Block nested-loop join:
If \(R\) is the outer relation, we need \(800 + \lceil\frac{800}{B-2}\rceil \times 1500\). If \(S\) is the outer relation, we need \(1500 + \lceil\frac{1500}{B-2}\rceil \times 800\) I/Os.
Sort-merge join:
Assuming \(R\) and \(S\) are not initially sorted on the join key, the sorting cost is \(1500(2\lceil\log_{B-1}(1500/B)\rceil + 2) + 800(2\lceil\log_{B-1}(800/B)\rceil + 2)\). The merge cost is \(1500 + 800\).
Hash join:
Since \(R\) is smaller, we use it as the build relation and \(S\) as the probe relation. Assuming we don't need any recursive partitioning, the cost is \(3(1500 + 800) = 6900\) I/Os.

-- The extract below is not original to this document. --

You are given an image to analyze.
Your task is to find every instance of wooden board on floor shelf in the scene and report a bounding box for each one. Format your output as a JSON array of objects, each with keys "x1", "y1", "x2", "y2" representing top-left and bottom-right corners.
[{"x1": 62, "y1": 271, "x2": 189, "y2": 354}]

The basic hash join only builds a single hash table (for the outer relation) and then performs lookups (probes) into this table with tuples from the inner relation. The grace hash join accounts for the fact that a hash table for either relation may not fit entirely in memory. It builds a hash table for each relation, moving buckets out to disk as needed. It can then compute the join on a pair of buckets at a time.

In a grace hash join when a single hash table bucket gets too large to fit in memory, it can be recursively partitioned using additional hash functions until individual buckets can fit in memory.

⁴

If there are multiple tuples in the inner relation with the same value for the join attributes, each index lookup on that value may access many discontinuous pages of the inner relation (hence the inefficiency). To reduce this cost we can perform a join of the outer relation tuples with just the secondary index leaf entries (i.e., the key-pointer pairs), postponing the inner relation tuple retrieval. The result file obtained is then sorted on the inner relation addresses, allowing an efficient physical order scan to complete the join.

Hybrid sort-merge join requires the outer relation to be sorted, which the above algorithm does not (though it does require an index lookup for each tuple in the outer relation). If the outer relation is much larger than the inner relation, this index lookup cost will be less than the sorting cost.

⁵

For the probe relation tuple \(t_s\) under consideration, if no matching tuple is found in the build relation's hash partition, it is padded with nulls and included in the result. This will give us the natural right outer join \(t_r ⟖ t_s\). To get the natural left outer join \(t_r ⟕ t_s\), we can keep a boolean flag with each tuple in the current build relation partition \(R_i\) residing in memory, and set it whenever any probe relation tuple matches with it. When we are finished with \(R_i\), all the tuples in it which do not have their flag set are padded with nulls and included in the result. To get the natural full outer join, we do both the above operations together.